Há um animal se formando em nós, que acabará comendo a si mesmo (09/04/2016)

* Leia no site dO Globo ou abaixo.

Platão, no século IV a.C., elaborou uma curiosa teoria da alma. Precisava dar conta de que saber e não saber podem andar juntos, e que esse paradoxo é que ancora a possibilidade de pensar. Sabe-se e não se sabe ao mesmo tempo quando se esquece. Tirar do esquecimento o que se sabe é o trabalho do pensamento. Saber e não saber, que nos acostumamos a ter como antagônicos, andam necessariamente misturados. Essa mistura foi sustentada por uma engenhosa teoria da alma.

Almas, temos três, disse Platão. Duas habitam o corpo, e uma, embora o habite, pertence aos deuses. A alma irascível, das reações violentas, a mais animal das três, mora no fígado. Dessa localização ainda temos memória quando dizemos que duas pessoas são inimigas figadais. O fígado reage. O fígado não pensa. A segunda alma tem sede no plexo solar, no coração. É afetiva, amorosa. Ainda dizemos, das pessoas boas, que têm bom coração. O coração, porque percebe os outros e o mundo, e é capaz de amar, pensa um pouco. Mais sente do que pensa. E é bom que seja assim. E há finalmente a terceira alma, separada do corpo pelo “istmo do pescoço”: a racional, que habita a cabeça. Essa já contemplou as Ideias perfeitas, acompanhou a procissão dos deuses. Depois veio servir a um corpo. E as urgências do corpo a fizeram esquecer o que ela sabe, e continua a saber, no modo do esquecimento. Pode ser trazido à tona. Basta recordar. O pensamento é esse ato de recordação. Traz o que já se sabe do oculto para a luz. O pensamento é conduzido pela luta entre a alma intelectiva e as outras duas, que pertencem ao corpo e pesam sobre ela. Esquecer é natural. Lembrar é um trabalho. Pensar pertence ao esquecimento e à memória. Está entre. Passa-se num corpo em que ainda estão os deuses.
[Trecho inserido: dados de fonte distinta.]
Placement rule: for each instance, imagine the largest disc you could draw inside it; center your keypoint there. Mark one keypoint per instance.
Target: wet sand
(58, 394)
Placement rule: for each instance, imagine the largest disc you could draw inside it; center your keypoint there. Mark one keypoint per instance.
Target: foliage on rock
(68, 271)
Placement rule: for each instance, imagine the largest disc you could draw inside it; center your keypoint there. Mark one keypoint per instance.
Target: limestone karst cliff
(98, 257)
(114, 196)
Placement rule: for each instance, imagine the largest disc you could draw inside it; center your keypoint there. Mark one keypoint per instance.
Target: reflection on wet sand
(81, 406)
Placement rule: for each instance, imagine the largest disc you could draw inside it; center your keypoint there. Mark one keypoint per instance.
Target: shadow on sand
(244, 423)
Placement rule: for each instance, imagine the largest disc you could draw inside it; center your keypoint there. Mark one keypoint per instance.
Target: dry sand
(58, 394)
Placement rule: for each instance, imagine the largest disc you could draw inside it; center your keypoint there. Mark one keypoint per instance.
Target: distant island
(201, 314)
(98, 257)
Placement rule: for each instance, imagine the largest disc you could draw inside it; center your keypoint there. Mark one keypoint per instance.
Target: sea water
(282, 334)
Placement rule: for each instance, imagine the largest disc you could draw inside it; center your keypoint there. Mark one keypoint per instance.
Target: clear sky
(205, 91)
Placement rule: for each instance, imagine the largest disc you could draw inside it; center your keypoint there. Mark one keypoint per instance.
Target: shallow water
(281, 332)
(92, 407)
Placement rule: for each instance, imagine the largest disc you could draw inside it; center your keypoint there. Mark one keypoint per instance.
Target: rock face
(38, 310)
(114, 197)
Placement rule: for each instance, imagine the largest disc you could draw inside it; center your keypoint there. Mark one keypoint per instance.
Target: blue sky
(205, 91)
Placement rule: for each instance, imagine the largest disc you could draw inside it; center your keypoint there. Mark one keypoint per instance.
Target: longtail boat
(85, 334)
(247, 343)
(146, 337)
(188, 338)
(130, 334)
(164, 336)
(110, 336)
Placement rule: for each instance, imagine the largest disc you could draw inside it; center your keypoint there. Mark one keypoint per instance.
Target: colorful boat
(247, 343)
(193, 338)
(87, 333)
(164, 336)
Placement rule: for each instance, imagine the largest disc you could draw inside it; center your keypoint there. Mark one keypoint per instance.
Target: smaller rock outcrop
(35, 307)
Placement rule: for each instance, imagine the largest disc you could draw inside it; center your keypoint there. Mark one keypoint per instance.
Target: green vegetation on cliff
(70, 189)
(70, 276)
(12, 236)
Nesse momento, no nosso país, estamos pensando com o fígado. Os animais, diante de uma situação de perigo, têm duas possibilidades: ataque e fuga. Matar o inimigo ou proteger-se dele. Há um cálculo sutil no comportamento dos animais. Como se tivessem o livre arbítrio que atribuímos aos humanos. Podem escolher. Parece que aqui, nesse nosso momento, decidimos abrir mão de escolher. O ataque pode estar sendo exercido como uma reação automática. Na política, atacamos. Reagimos como a alma irascível de Platão: sem amor nem conhecimento. Reagimos com o fígado. Mas o fígado não pensa. Age por condicionamento. Baba. Como o cachorro de Pavlov.
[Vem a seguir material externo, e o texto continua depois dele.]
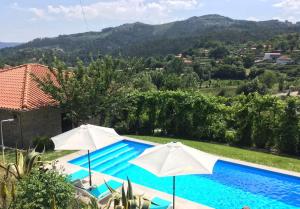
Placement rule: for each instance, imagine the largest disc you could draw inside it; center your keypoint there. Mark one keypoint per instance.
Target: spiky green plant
(127, 199)
(22, 165)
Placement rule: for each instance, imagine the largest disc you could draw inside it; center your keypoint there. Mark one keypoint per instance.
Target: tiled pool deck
(98, 178)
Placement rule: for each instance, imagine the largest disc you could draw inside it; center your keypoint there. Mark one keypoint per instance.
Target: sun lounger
(160, 204)
(102, 191)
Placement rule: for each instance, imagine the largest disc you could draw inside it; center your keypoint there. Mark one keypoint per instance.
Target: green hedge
(252, 120)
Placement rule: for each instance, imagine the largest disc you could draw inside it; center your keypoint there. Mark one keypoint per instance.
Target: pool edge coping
(240, 162)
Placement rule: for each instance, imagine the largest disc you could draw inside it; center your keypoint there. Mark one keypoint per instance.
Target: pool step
(111, 158)
(114, 171)
(118, 162)
(84, 159)
(105, 154)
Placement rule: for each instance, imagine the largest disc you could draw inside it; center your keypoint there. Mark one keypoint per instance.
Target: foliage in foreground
(39, 189)
(127, 199)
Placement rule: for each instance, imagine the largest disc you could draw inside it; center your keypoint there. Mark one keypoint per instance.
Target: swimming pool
(231, 186)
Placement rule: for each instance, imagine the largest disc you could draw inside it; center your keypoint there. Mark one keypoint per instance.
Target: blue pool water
(231, 186)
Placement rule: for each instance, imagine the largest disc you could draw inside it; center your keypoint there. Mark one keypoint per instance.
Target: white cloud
(130, 10)
(288, 4)
(290, 10)
(252, 18)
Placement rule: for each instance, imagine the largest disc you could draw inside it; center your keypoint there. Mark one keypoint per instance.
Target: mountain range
(139, 39)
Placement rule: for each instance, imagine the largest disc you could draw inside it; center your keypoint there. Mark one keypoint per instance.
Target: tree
(80, 92)
(219, 52)
(269, 78)
(248, 61)
(288, 132)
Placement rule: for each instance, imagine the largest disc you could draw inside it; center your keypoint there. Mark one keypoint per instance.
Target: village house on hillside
(284, 60)
(271, 56)
(35, 113)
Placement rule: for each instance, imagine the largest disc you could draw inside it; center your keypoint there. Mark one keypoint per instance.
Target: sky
(24, 20)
O cientista russo Ivan Pavlov desenvolveu a teoria do reflexo condicionado. Seu experimento clássico consistiu em apresentar um suculento pedaço de carne a um cão, que naturalmente o desejava, e mostrava seu desejo babando. Então Pavlov tocava uma campainha. Com o passar do tempo, o cientista não precisava mais apresentar o bife: tocava a campainha e o cão babava. Fora condicionado a reagir à ausência do seu objeto de desejo, cuja memória estava presente no toque da campainha. Lembrava-se de uma coisa que desejava. Queria-a de volta. Tinha-lhe amor. Amor de cachorro, mas amor. Parece que por aqui nós andamos babando sem amor.

Babar sem amor significa não tolerar a companhia daqueles de quem discordamos, com quem não queremos nenhuma proximidade. O outro suja. Atacá-lo é a única reação desejável. Para destruir. Tirá-lo da nossa presença. Apagá-lo inteiramente. Como o poeta Manuel Bandeira desejou para o seu túmulo: nem a memória de um nome. Parece que estamos numa situação dessas: eliminar, e não conservar sequer uma memória, que nos mostre que uma história se passou. Abolir também a história. Que tudo comece conosco. Do zero. Sem “eles”.
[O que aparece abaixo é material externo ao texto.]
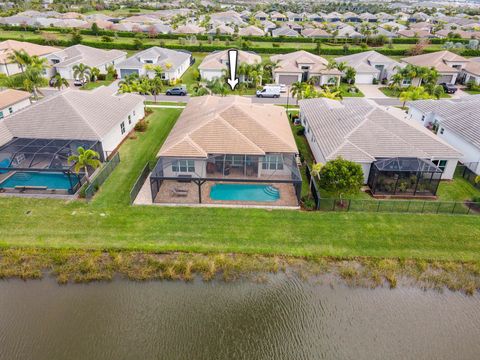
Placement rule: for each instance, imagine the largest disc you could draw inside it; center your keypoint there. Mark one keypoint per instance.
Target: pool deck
(167, 197)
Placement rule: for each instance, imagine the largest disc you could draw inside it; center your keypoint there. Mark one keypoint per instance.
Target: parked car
(272, 91)
(449, 88)
(179, 91)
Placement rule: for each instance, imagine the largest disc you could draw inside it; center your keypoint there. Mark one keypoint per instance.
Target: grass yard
(110, 223)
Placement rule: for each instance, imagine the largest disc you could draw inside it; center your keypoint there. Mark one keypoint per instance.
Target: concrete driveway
(371, 91)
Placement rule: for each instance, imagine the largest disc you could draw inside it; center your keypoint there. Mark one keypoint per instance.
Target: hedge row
(212, 47)
(128, 34)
O cachorro de Pavlov teve sua vingança. Conta-se que um primo foi visitá-lo no laboratório em que ele se submetia a ser reduzido a um feixe de reflexos. Viu o primo ocupado e não quis entrar. Quando o cachorro de Pavlov finalmente saiu, reclamou dele, por que não entrara? E o primo do cachorro de Pavlov respondeu: “Não entrei, primo, porque vi que você estava ocupado condicionando aquele homem. Percebi que toda vez que você babava ele era obrigado a tocar uma campainha”.

Ainda temos tempo de recuperar pontos de vista inesperados, bem-humorados como esse. Subirmos um degrau da alma, para o coração, sede do amor. Nem o cachorro de Pavlov foi dominado pelo fígado. Ele não odiava nada. Desejava. Era, como frequentemente dizemos dos cachorros, quase humano. Nós é que, parece, estamos deixando até de ser quase cachorros. Há um animal se formando em nós, que acabará comendo a si mesmo. Um animal que só reage pelo fígado. Desumaniza-se. Porque o fígado não pensa. Nem ama. E pensar e amar são o que nos faz humanos.

Ainda há tempo de convidarmos o primo do cachorro de Pavlov para nos ensinar um humor que já tivemos. Perdemos. Vivemos imersos, esses dias, num intolerável mau humor. Isso é que é vida de cão.